What three things do you always take on a business trip?

For interviews, site visits, or coordination meetings, I consistently adhere to a principle I learned early in my career: always bring the “Big 3”. The wisdom imparted to me when I just started working at WATG emphasized that the sooner you sketch and visualize concepts directly in front of a prospective client, engaging in a shared creative dialogue, the faster they begin to see you not merely as another architect but as their architect. This valuable advice has always informed my approach design process. The Big 3:

  1. 12” Alvin Parallel Glider
  2. Black Pentel Sign Pen and Prismacolor markers
  3. White trace paper

…. Ok big four, after reading Ashley Scott’s Quick Six, I want a satellite communicator too, just in case.

Nile Wellness Island

On the boards project – Giza Island

If you had to pick one design trend to make a comeback, or could predict a future trend, what would it be?

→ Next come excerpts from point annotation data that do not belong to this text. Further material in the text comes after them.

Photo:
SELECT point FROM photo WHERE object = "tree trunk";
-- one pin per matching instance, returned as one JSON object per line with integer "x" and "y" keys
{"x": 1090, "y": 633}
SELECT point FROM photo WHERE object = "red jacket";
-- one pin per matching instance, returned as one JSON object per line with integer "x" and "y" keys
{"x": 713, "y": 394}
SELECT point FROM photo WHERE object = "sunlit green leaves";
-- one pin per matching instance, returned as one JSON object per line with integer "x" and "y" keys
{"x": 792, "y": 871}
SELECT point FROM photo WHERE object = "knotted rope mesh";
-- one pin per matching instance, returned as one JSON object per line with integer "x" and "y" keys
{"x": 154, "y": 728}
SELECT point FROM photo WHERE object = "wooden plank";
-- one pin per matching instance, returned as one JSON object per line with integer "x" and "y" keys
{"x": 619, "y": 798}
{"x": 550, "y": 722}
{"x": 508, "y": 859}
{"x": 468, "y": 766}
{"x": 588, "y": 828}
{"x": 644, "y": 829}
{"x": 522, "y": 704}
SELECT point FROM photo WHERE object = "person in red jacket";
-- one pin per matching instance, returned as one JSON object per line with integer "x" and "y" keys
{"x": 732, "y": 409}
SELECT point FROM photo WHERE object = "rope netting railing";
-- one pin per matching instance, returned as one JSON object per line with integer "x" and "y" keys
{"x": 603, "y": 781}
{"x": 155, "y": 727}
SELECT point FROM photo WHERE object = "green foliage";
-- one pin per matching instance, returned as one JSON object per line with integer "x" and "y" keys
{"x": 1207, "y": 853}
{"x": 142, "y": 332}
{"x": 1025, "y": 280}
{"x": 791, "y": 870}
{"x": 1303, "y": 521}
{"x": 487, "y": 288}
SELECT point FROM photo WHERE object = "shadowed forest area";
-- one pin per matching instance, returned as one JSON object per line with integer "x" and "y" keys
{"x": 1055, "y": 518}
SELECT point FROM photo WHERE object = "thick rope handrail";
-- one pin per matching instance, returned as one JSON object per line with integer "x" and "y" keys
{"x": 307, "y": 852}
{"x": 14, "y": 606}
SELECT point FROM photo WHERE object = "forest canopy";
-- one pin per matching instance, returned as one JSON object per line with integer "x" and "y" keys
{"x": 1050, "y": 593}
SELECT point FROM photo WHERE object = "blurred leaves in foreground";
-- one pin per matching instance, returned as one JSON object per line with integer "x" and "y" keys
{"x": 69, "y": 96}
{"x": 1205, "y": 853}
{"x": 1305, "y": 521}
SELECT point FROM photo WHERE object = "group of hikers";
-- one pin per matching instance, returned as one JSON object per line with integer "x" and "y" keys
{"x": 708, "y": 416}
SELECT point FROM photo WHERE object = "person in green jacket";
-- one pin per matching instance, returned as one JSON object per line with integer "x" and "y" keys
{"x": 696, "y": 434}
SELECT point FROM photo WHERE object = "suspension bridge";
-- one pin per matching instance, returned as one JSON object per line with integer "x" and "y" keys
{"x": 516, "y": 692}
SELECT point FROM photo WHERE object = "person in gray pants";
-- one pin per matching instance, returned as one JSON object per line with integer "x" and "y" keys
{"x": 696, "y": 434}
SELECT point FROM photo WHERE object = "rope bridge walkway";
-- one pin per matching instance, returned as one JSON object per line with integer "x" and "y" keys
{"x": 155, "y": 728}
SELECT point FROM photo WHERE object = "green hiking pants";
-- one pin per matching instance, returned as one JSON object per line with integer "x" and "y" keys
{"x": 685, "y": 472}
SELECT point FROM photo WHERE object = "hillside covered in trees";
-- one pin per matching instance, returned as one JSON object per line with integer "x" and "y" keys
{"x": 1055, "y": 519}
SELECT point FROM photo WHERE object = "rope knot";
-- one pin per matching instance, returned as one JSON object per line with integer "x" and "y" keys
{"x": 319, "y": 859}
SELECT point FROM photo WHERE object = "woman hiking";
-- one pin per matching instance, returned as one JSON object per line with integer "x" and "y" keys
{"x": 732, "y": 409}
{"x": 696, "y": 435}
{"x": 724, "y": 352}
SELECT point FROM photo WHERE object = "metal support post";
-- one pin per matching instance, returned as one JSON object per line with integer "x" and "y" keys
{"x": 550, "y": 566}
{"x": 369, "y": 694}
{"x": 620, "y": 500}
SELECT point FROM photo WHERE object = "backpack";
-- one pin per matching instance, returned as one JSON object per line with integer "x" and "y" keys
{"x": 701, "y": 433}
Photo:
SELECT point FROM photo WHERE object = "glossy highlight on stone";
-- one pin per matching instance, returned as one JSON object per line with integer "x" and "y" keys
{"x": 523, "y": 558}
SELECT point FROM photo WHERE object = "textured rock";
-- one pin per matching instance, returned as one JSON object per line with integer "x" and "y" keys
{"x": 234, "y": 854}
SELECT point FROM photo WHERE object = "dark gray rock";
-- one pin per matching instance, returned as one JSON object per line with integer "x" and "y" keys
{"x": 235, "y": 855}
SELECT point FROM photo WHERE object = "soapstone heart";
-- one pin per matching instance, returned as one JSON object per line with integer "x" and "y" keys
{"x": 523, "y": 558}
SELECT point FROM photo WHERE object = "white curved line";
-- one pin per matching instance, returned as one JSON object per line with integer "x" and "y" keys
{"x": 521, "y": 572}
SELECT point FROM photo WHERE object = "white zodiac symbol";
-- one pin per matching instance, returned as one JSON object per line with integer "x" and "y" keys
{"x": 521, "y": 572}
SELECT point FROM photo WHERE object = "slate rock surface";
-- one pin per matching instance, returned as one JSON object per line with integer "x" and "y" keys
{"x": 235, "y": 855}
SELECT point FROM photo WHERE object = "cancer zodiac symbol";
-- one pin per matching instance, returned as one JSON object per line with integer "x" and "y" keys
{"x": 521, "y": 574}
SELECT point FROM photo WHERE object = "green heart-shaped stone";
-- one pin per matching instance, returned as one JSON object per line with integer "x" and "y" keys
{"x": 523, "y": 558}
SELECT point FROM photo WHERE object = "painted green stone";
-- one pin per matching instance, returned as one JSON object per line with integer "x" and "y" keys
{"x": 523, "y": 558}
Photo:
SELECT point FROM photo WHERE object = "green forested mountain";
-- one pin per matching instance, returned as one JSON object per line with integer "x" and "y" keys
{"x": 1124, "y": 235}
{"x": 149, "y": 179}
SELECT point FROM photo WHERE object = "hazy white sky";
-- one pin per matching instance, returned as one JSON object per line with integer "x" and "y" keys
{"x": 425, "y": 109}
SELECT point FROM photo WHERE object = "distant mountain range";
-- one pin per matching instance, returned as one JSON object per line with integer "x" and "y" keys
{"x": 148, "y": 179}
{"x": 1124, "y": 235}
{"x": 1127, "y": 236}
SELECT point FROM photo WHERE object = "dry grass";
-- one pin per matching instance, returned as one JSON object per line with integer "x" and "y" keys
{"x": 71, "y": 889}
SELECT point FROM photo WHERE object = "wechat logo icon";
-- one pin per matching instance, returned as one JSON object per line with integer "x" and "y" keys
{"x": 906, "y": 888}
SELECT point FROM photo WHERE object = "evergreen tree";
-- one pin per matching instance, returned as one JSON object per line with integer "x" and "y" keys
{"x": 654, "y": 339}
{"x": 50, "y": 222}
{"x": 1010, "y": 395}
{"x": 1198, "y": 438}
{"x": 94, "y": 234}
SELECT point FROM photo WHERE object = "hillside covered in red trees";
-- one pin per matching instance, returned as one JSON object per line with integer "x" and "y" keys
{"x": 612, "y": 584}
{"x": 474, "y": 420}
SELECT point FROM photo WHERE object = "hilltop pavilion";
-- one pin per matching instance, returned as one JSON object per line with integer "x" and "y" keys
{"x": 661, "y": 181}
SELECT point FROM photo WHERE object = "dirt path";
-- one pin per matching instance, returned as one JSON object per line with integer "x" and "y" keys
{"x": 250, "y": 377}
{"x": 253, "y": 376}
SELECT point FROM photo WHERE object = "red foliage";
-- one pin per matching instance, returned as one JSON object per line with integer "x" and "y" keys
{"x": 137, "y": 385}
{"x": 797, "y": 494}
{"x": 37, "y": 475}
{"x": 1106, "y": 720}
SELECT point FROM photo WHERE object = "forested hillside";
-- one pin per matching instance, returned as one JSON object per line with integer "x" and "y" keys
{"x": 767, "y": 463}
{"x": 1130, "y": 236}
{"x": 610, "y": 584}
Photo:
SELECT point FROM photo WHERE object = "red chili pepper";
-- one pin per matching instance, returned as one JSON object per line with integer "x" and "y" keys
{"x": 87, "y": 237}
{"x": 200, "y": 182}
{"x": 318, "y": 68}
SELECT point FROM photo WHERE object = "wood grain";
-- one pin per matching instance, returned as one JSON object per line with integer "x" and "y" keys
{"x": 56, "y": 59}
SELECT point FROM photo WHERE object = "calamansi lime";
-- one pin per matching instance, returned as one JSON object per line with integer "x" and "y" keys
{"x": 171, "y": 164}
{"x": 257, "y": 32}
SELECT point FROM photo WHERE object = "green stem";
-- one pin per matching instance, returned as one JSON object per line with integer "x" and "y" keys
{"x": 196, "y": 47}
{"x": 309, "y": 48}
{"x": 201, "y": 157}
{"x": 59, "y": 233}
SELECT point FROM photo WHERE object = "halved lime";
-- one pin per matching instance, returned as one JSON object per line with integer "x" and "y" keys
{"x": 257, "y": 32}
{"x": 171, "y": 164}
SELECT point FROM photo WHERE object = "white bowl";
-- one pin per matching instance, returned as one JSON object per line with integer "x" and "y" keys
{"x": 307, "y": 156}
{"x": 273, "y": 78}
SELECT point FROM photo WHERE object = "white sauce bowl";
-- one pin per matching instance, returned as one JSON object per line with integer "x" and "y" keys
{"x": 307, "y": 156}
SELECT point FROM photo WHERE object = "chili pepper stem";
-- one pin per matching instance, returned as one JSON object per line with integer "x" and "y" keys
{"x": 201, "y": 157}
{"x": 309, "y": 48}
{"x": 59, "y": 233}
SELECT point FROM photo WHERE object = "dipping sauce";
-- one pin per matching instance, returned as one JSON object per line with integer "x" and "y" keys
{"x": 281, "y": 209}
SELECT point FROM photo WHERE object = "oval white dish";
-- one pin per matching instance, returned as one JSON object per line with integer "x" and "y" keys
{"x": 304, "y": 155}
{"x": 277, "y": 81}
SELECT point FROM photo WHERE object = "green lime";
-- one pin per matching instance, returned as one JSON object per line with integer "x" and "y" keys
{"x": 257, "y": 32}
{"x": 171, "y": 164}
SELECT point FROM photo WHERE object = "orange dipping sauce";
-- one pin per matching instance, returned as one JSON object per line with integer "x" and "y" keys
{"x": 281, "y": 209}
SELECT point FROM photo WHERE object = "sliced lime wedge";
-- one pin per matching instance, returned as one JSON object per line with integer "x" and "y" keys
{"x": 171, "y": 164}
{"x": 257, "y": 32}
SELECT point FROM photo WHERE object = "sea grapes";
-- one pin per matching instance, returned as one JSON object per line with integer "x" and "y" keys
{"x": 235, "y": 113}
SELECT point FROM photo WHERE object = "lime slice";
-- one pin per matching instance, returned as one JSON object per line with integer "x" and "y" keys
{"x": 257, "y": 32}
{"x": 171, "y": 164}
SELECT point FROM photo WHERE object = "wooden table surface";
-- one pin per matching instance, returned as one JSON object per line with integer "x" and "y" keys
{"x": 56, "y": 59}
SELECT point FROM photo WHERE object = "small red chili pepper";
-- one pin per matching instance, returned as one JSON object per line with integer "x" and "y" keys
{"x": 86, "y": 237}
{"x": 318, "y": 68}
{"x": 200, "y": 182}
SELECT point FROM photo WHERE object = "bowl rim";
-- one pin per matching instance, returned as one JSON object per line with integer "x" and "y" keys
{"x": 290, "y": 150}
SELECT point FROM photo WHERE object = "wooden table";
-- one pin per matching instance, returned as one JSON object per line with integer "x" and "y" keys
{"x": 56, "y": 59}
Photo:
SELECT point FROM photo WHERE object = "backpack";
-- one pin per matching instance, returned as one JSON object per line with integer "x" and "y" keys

The simple answer lies in AI, although not in the way one might first anticipate. My testing of AI doesn’t revolve around the futuristic, almost supernatural visualizations frequently showcased in the media (though, admittedly, there’s a touch of that). Instead, I’ve been employing AI not to accelerate or replace the design process but to carve out more time for thorough testing, evaluation, and enhanced communication of our design intent.

AI has become a tool to iterate on design options, refining and improving our concept narratives by enhancing our collective design rhetoric. We’ve explored its potential in automating meeting notes and executive summaries, all in pursuit of granting us the freedom to dedicate more time to what we’re truly passionate about – elevating design.

generative ai

Image created with MidJourney by Nidhi Hegde

One piece of advice to aspiring designers?

Following the Rule of Three. It is an easy and fundamental practice: always test three ideas, three designs, or three options. It’s about fostering experimentation and embracing risk, recognizing that by generating three options, we accept the absence of a singular “right answer.” Instead, we acknowledge a constellation of possibilities, necessitating editing and curation to evolve a design over time.

Moreover, this approach serves as essential training for collaborating with clients. By presenting three distinct options, we invite clients into the design process. They become active participants, engaging collaboratively with the design team to establish consensus and take ownership of the decisions that shape the outcome. Ultimately, it empowers them to truly own the design. Lastly, read your history.

Bonus Question! What are you most interested in from a design perspective? What do you see as your ‘domain’ or niche / what would you like to be known for?

Drawing from my design background, which extends beyond the hospitality domain to encompass an art education and experience in designing a diverse range of structures such as civic, institutional, healthcare, and laboratory buildings, I embrace an open-minded and generalist approach to destination design. This approach proves advantageous, especially when collaborating with clients who entrust WATG to create something “that has never been seen”. In such cases, we must “do something we have never done” and our immediate task is to seek inspiration from unconventional sources and remain receptive to innovative ideas across various disciplines.